7. Depending on their position and (or) specialty, medical workers are divided into four categories with working hours 36, 33, 30 and 24 hours a week (Resolution of the Government of the Russian Federation of February 14, 2003 N 101 "On the duration of the working time of medical workers, depending on their position and (or) specialty "(SZ RF. 2003. N 8)). Relations connected with the establishment of reduced working hours for medical workers are regulated, in addition, by the Decree of the Council of People's Commissars of the USSR of December 11, 1940 N 2499 "On the duration of the working day of medical workers" (Collection of decrees and orders of the government of the USSR. 1940. N 32. Art. 806).

To stimulate the work of medical workers, special amounts of allowances and surcharges were established by the already mentioned Decree of the President of the Russian Federation of May 13, 1992 N 508 "On additional measures to stimulate the work of health workers", which was specified by the Decree of the Ministry of Labor and Employment of the Russian Federation of June 8 1992 N 17 "On the amount of allowances and additional payments for health care workers and social protection of the population" (BMT RF. 1992. N 7 - 8). In these acts, the concept of "medical worker" is actually identified with the concept of "health worker", which is considered not only middle, but also junior medical personnel, as well as workers of ambulance and emergency medical care, including drivers of ambulance vehicles.

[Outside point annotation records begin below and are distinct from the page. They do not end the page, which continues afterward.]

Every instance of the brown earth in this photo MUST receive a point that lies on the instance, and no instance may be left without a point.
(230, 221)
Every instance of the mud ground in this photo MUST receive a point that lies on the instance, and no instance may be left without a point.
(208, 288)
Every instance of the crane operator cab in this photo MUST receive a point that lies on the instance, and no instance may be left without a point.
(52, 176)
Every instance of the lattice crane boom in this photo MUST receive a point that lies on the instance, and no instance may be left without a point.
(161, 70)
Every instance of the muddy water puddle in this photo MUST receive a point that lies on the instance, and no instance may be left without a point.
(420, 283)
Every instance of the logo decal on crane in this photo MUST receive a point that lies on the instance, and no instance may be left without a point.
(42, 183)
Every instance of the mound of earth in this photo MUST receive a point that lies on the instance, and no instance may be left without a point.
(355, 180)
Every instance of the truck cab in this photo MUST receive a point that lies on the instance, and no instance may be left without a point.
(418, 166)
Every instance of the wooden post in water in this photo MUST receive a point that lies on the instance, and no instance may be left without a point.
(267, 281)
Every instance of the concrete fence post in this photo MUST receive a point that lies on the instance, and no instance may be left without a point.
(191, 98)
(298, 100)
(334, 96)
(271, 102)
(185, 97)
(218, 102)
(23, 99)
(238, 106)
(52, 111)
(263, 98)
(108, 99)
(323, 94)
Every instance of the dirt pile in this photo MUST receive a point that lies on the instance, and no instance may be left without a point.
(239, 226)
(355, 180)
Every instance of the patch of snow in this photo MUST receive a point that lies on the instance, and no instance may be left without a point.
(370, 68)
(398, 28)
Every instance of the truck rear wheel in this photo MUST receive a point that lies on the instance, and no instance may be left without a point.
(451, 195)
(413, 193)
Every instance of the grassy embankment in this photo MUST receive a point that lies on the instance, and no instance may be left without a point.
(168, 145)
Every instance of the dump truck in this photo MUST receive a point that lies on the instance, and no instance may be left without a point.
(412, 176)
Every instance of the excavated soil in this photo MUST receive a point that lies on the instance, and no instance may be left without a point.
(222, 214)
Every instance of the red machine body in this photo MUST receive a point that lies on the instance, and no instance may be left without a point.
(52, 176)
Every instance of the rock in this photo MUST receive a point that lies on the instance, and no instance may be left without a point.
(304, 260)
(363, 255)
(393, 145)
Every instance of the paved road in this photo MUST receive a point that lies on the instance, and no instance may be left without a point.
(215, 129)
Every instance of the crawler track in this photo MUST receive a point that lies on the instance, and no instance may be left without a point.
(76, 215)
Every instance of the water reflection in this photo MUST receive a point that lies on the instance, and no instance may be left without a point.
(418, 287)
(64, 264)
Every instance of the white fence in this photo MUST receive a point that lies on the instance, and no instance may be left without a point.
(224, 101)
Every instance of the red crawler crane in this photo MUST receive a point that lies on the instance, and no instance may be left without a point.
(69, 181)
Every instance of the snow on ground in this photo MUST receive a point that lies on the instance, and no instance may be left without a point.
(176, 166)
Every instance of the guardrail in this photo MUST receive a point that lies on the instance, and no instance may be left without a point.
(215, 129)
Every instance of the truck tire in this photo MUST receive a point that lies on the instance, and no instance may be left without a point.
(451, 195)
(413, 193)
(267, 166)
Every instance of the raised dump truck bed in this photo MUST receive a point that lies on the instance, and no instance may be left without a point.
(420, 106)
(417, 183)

It should be especially noted that the duration of part-time work in healthcare organizations located in rural areas and in urban-type settlements can be no more than 8 hours a day and 39 hours a week (Decree of the Government of the Russian Federation of November 12, 2002 N 813 " On the duration of part-time work in health care organizations of medical workers living and working in rural areas and in urban-type settlements "(SZ RF. 2002. N 46)).

General practitioners (family doctors) and nurses of general practitioners (family doctors) have an annual additional paid 3-day leave for continuous work in these positions over 3 years (Decree of the Government of the Russian Federation of December 30, 1998 N 1588 "On establishing general practitioners (family doctors) and nurses of general practitioners (family doctors) of the annual additional paid 3-day leave for continuous work in these positions "(SZ RF. 1999. N 2)).

In a systematic form, many of the rules specifying the features of the work of medical workers provided for by higher-level regulatory legal acts are contained in the previously mentioned Regulation on the remuneration of health workers in the Russian Federation, approved by Order of the Ministry of Health of the Russian Federation of October 15, 1999 N 377.